Mit Sicherheit werden auch die FDP und die Grünen in der Wählergunst absinken. Freuen wird sich nur die AfD über einen gewaltigen Stimmenzuwachs. Sei es ihr gegönnt. Vielleicht wird dann das verkrustete Gefüge unse- rer Regierung aufgerissen. Geo(g Bleckmann
Man kann nicht so oft wählen, bis das Ergebnis den politischen Parteien gefällt. Das ist ein falsches Verständnis unserer Demokratie. Was wir in Berlin in den letzten acht Wochen beobachten konnten, war Ausdruck narzisstischen Verhaltens einiger Protagonisten der politischen Parteien, die offenkundig selbstgerecht auf die Durchsetzung von Maximalforderungen bestanden. Das hat nicht geklappt, also zieht man sich beleidigt zurück und möchte Neuwahlen.
Ich halte eine Minderheitsregierung für die weitaus demokratischere Alternative. Die Großen Koalitionen der Vergangenheit haben doch gerade dazu geführt, dass sich an den Rändern extreme Parteien gebildet haben. Die sicheren Mehrheitsverhältnisse im Deutschen Bundestag haben ein offenes Ringen um die für unser Land besten Entscheidungen doch oftmals verhindert. Die Unterschiede der Koalitionspartner wurden verwässert. Das Profil ging verloren.
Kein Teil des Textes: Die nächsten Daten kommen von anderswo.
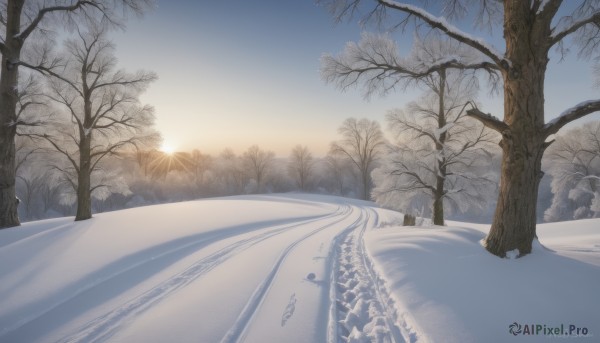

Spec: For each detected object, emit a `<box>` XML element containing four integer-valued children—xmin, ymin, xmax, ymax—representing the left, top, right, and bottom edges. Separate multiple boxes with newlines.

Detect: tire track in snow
<box><xmin>59</xmin><ymin>206</ymin><xmax>349</xmax><ymax>343</ymax></box>
<box><xmin>221</xmin><ymin>207</ymin><xmax>362</xmax><ymax>343</ymax></box>
<box><xmin>328</xmin><ymin>208</ymin><xmax>405</xmax><ymax>343</ymax></box>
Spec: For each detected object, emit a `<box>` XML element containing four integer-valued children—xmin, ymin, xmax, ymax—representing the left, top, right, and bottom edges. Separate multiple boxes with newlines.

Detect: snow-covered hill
<box><xmin>0</xmin><ymin>195</ymin><xmax>600</xmax><ymax>342</ymax></box>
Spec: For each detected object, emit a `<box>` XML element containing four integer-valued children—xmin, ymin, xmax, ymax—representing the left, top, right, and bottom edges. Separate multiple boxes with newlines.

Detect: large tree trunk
<box><xmin>75</xmin><ymin>133</ymin><xmax>92</xmax><ymax>221</ymax></box>
<box><xmin>0</xmin><ymin>1</ymin><xmax>22</xmax><ymax>229</ymax></box>
<box><xmin>486</xmin><ymin>0</ymin><xmax>549</xmax><ymax>257</ymax></box>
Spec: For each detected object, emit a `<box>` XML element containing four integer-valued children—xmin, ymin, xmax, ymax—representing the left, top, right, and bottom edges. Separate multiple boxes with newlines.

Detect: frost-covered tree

Und was passierte, wenn Neuwahlen keine wesentlichen Veränderungen brächten? Erneute Neuwahlen? Das würde nur die extremen Parteien stärken und die Politikverdrossenheit weiter fördern.
Eine geduldete Minderheitsregierung verlangt von allen demokratischen Parteien im Bundestag eine hohe Disziplin, Verantwortung und Flexibilität. Da für alle Gesetzesvorlagen/Entscheidungen immer wieder (neue) Mehrheiten gefunden werden müssen, wird damit sicher eine bessere Politik realisiert, als bei festen und starken Mehrheiten der Regierungspartei(en).
Eine solcherart sich entwickelnde Politik orientiert sich eher an den Wünschen und Forderungen unserer vielschichtigen Gesellschaft (...).